The DHHS projects about $400 million in savings in the first five years of implementation.

The McCrory administration reform request was supposed to start a three- to five-year process.

The end goal of Medicaid oversight is services being put into the hands of three statewide managed-care organizations, likely prepaid health plans from commercial insurers, and up to 12 provider-led entities, likely to involve not-for-profit health-care systems.

Each of six regions established by the reform legislation could have up to five provider-led entities providing services. Most recipients will be able to choose whether to be covered by a prepaid plan or a provider-led entity.

However, the request effort has stalled in Washington as the Trump administration struggles to advance in Congress its Affordable Care Act repeal-and-replace agenda. The application remained listed as “pending” Tuesday on the Centers for Medicare and Medicaid Services website.

DHHS officials said Tuesday that they are preparing for a 2019 beginning for Medicaid reforms to managed care.

Prepaid plans would receive a monthly fixed, or “capitated,” payment from the state Medicaid program that the DHHS said “will be actuarially sound, transparent and fair.”

Prepaid plans “will be subject to rigorous monitoring and oversight by DHHS across many metrics to ensure adequate provider networks, high program quality and other important aspects of a successful Medicaid managed-care program,” the agency said.

State Rep.
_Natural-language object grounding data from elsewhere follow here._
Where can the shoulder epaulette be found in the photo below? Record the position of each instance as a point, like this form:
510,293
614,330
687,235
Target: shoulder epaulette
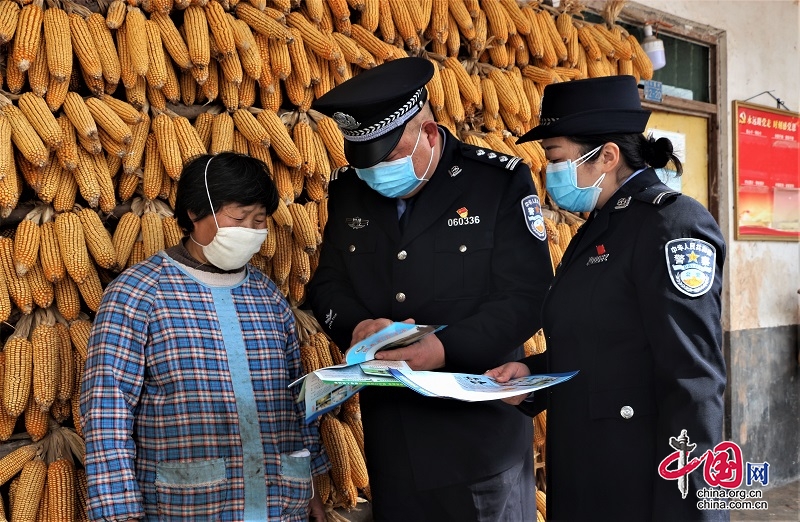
657,194
498,159
336,172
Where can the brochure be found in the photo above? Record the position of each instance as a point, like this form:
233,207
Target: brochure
327,388
395,335
474,388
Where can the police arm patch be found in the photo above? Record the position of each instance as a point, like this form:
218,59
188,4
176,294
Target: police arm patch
534,220
691,264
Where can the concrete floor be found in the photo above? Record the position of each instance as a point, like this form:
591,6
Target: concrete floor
784,506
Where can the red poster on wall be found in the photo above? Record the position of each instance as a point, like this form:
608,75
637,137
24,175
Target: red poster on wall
767,168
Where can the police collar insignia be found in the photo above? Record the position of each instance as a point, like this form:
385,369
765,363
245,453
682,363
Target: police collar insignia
691,264
622,203
601,257
356,223
534,220
345,121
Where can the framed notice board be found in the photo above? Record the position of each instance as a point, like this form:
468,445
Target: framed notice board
767,169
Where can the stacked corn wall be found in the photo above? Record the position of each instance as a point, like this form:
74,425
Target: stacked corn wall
101,108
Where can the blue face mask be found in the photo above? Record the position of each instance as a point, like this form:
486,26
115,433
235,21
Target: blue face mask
396,178
562,185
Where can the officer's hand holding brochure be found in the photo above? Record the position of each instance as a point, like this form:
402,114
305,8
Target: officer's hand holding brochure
328,387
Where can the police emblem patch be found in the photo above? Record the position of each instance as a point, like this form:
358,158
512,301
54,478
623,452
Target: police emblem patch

Donny Lambeth, R-Forsyth, the author of the 2016 Republican legislative initiative on Medicaid reform, submitted House Bill 662 during the 2017 session.

The bill was not taken up in a House committee.

The bill, titled Carolina Cares, would have expanded the state program but required “participant contributions.” He said the expansion initiative would work “more like an insurance product for those working who can pay a portion of the cost, and the benefits and coverage are built around preventive and wellness care.”

For example, participants would have to follow protocols for routine physicals and screenings to improve their health if they have such conditions as diabetes, obesity, etc.

On Tuesday, Lambeth said the Cooper administration’s plan “is a good document to capture what (Cohen) has heard in her town hall meetings, and the legislators will continue to work with her to fine-tune our final request as we wrap up the final waiver negotiations.”

“Not all aspects of her vision are yet embraced by the General Assembly,” Lambeth cautioned. “Our discussions may, and I emphasize may, result in an amendment for items the General Assembly agrees to and supports.

“The positive aspect is we are talking to her about this vision and plan and will have that completed in next month,” he said. “I expect her to work with us and not try some unusual maneuver to add an expansion option, so we will be alert to that potential.”